David Fincher. La polisemia dello sguardo – Con la dinamite alla festa
«polisemìa s. f. [dal fr. polysémie, comp. del gr. πολυ- e tema di σημαίνω «significare»; cfr. anche polisemo]. – 1. In linguistica, la coesistenza, in uno stesso segno (parola o, anche, sintagma, espressione fraseologica), di significati diversi […] 2. In letteratura, varietà di significati che uno scritto può assumere […] »
«Come si può definire un autore nel cinema contemporaneo? Ha ancora senso in quest’epoca storica dove l’elemento industriale ha un impatto determinante per la riuscita, distribuzione e conseguente visibilità di un film?». Si apre così, con questa doppia domanda, la monografia dedicata al regista statunitense, dal titolo David Fincher. La polisemia dello sguardo edita da Mimesis e a cura di Antonio Pettierre. L’assunto sotteso, il tessuto connettivo della domanda in questione, il tema profondo, è una sorta di reticenza nel definire David Andrew Leo Fincher un autore – nel senso più pieno e rotondo del termine – per il suo essere inserito così profondamente e così organicamente all’interno dell’ecosistema produttivo hollywoodiano. Tema trito, certamente, sviscerato e così spesso dibattuto quello della doppia polarità autore/artigiano/arte vs. editore/industria/mercato, ma che per una figura come quella di Fincher assume connotati estremamente singolari e che meritano sicuramente un approfondimento.
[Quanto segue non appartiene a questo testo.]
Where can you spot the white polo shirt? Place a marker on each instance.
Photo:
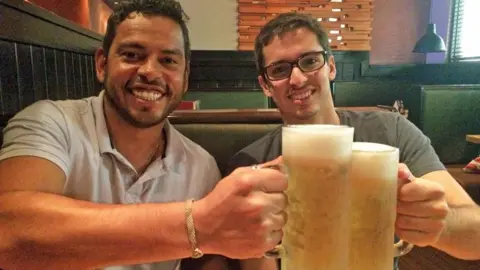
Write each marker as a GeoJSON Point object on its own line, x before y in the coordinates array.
{"type": "Point", "coordinates": [73, 134]}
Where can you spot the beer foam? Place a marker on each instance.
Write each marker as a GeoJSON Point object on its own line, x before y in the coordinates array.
{"type": "Point", "coordinates": [372, 147]}
{"type": "Point", "coordinates": [317, 141]}
{"type": "Point", "coordinates": [374, 161]}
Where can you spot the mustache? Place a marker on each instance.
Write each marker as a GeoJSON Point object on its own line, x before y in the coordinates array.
{"type": "Point", "coordinates": [153, 86]}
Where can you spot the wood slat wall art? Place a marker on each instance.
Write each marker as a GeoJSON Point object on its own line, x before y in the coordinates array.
{"type": "Point", "coordinates": [348, 22]}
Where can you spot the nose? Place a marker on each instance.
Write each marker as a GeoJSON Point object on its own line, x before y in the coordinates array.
{"type": "Point", "coordinates": [297, 78]}
{"type": "Point", "coordinates": [150, 70]}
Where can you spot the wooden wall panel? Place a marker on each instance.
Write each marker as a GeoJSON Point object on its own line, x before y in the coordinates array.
{"type": "Point", "coordinates": [349, 22]}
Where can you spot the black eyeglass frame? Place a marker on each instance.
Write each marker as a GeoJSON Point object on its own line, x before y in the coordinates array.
{"type": "Point", "coordinates": [295, 64]}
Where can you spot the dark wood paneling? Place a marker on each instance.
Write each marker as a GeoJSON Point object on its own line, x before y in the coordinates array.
{"type": "Point", "coordinates": [9, 78]}
{"type": "Point", "coordinates": [43, 56]}
{"type": "Point", "coordinates": [30, 73]}
{"type": "Point", "coordinates": [220, 70]}
{"type": "Point", "coordinates": [32, 25]}
{"type": "Point", "coordinates": [39, 72]}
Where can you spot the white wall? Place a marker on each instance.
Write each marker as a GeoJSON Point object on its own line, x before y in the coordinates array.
{"type": "Point", "coordinates": [213, 24]}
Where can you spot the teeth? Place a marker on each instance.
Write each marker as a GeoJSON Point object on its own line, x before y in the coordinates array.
{"type": "Point", "coordinates": [301, 96]}
{"type": "Point", "coordinates": [147, 95]}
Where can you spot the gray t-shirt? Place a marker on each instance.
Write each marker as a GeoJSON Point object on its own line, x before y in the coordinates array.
{"type": "Point", "coordinates": [73, 134]}
{"type": "Point", "coordinates": [373, 126]}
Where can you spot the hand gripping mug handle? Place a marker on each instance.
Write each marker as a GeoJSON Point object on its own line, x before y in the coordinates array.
{"type": "Point", "coordinates": [401, 248]}
{"type": "Point", "coordinates": [276, 253]}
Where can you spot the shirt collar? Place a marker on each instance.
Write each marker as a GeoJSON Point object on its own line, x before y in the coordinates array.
{"type": "Point", "coordinates": [103, 136]}
{"type": "Point", "coordinates": [175, 153]}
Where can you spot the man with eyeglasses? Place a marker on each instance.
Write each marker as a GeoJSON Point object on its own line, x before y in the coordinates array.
{"type": "Point", "coordinates": [295, 67]}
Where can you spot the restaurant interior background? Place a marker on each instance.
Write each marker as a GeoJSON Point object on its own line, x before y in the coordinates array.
{"type": "Point", "coordinates": [47, 48]}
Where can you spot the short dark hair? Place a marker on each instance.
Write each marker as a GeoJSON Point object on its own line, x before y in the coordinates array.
{"type": "Point", "coordinates": [285, 23]}
{"type": "Point", "coordinates": [168, 8]}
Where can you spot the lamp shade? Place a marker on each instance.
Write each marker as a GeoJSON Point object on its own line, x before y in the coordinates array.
{"type": "Point", "coordinates": [430, 42]}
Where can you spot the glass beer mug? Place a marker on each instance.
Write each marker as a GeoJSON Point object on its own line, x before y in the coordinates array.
{"type": "Point", "coordinates": [318, 159]}
{"type": "Point", "coordinates": [374, 180]}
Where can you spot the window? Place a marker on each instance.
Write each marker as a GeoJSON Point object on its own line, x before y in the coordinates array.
{"type": "Point", "coordinates": [464, 39]}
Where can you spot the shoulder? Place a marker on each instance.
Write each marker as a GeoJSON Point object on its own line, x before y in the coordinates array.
{"type": "Point", "coordinates": [55, 111]}
{"type": "Point", "coordinates": [193, 150]}
{"type": "Point", "coordinates": [264, 149]}
{"type": "Point", "coordinates": [369, 117]}
{"type": "Point", "coordinates": [373, 126]}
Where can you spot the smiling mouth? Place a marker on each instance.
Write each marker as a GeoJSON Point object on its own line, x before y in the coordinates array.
{"type": "Point", "coordinates": [301, 96]}
{"type": "Point", "coordinates": [147, 95]}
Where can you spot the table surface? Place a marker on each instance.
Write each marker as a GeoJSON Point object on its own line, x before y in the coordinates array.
{"type": "Point", "coordinates": [473, 138]}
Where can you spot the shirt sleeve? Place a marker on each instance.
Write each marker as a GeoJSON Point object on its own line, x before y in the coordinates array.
{"type": "Point", "coordinates": [39, 130]}
{"type": "Point", "coordinates": [416, 150]}
{"type": "Point", "coordinates": [212, 175]}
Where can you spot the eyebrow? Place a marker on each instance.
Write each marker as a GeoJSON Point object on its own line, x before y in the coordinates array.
{"type": "Point", "coordinates": [134, 45]}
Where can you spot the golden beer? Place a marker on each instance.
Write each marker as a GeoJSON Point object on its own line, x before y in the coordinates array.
{"type": "Point", "coordinates": [374, 175]}
{"type": "Point", "coordinates": [318, 159]}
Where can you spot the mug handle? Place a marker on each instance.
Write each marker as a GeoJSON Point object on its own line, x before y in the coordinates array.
{"type": "Point", "coordinates": [401, 248]}
{"type": "Point", "coordinates": [277, 252]}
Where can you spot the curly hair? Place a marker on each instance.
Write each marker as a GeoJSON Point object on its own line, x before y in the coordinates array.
{"type": "Point", "coordinates": [168, 8]}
Non a caso, il concetto di polisemia, applicato rigorosamente e spesso con efficace prospettiva analitica in ciascuno dei tredici saggi che costituiscono il volume, è applicabile come chiave interpretativa non tanto e non solo in una logica esegetica rispetto all’opera omnia del regista statunitense, ma anche alla sua collocazione nel mondo del mercato cinematografico – purtroppo (per qualcuno) è sempre mercato. Fincher sta nella major e allo stesso momento vi sta fuori. E’ Mank, Il curioso caso di Banjamin Button e Fight Club nello stesso momento. E’ Se7en e Zodiac nello stesso momento. Guardi David Fincher e ci vedi l’uomo del sistema, più del sistema di tutti gli altri. Lo riguardi e ci vedi uno che invitato alla festa di compleanno della figlia viziata del signor Louis B. Mayer, con tutti gli onori (e i meriti) del caso, si nasconde sotto le tavole e ne fodera di dinamite le zampe per farle saltare per aria e farsi una grassa risata. Anzi, forse nemmeno così grassa. Qualcosa di più simile ad un sorriso sornione.
Il volume di Mimesis a cura di Pettierre presenta diversi passaggi suggestivi lungo il percorso che traccia attraverso la filmografia del nativo di Denver. In qualche caso regalando spunti illuminanti: il saggio di Eugenio Radin dal titolo Panic Room. La crisi dell’abitare nell’America di inizio millennio fornisce un angolo di visuale su di un film – spesso mal considerato – che apre zone d’indagine nuove, in una prospettiva di analisi ad ampio respiro riguardo il rapporto tra essere umano e spazio (architettonico e non solo) nella poetica di Fincher. In altri casi i saggi proposti attraversano tematiche già affrontate: il rapporto tra individuo contemporaneo e massa, quello tra l’essere umano e la propria proiezione di sé in un contesto socio culturale dominato dal capitalismo e dall’individualismo, l’autorialità nel caso della trasposizione cinematografica di un testo letterario o in un contesto seriale come quello della serie Netflix Mindhunter.

Certamente, non era facile provare a proporre nuovi argomenti o arricchire in modo significativo il dibattito sulla poetica del regista statunitense (nonostante la tutto sommato giovane carriera, su David Fincher si è già scritto e detto molto sia in Italia sia all’estero). David Fincher. La polisemia dello sguardo però riesce nella sfida: abbiamo nelle mani un volume articolato e stratificato, che si muove in un costante ping pong tra un tono maggiormente divulgativo ed uno più puramente accademico, che tal volta stordisce e tal volta illumina, finendo per imporsi, insieme a The Fincher Network. Fenomenologia di David Fincher (a cura di Roberto Donati e Marcello Gagliani Caputo per Bietti Editore), come uno dei principali riferimenti analitici riguardo l’opera del regista.
Per David Fincher siamo sagome scontornate che guardano in direzioni diverse su un fondo nero di pece in un mondo che esplode, muore, si rivolta e ci insidia: complimenti infine per la splendida copertina.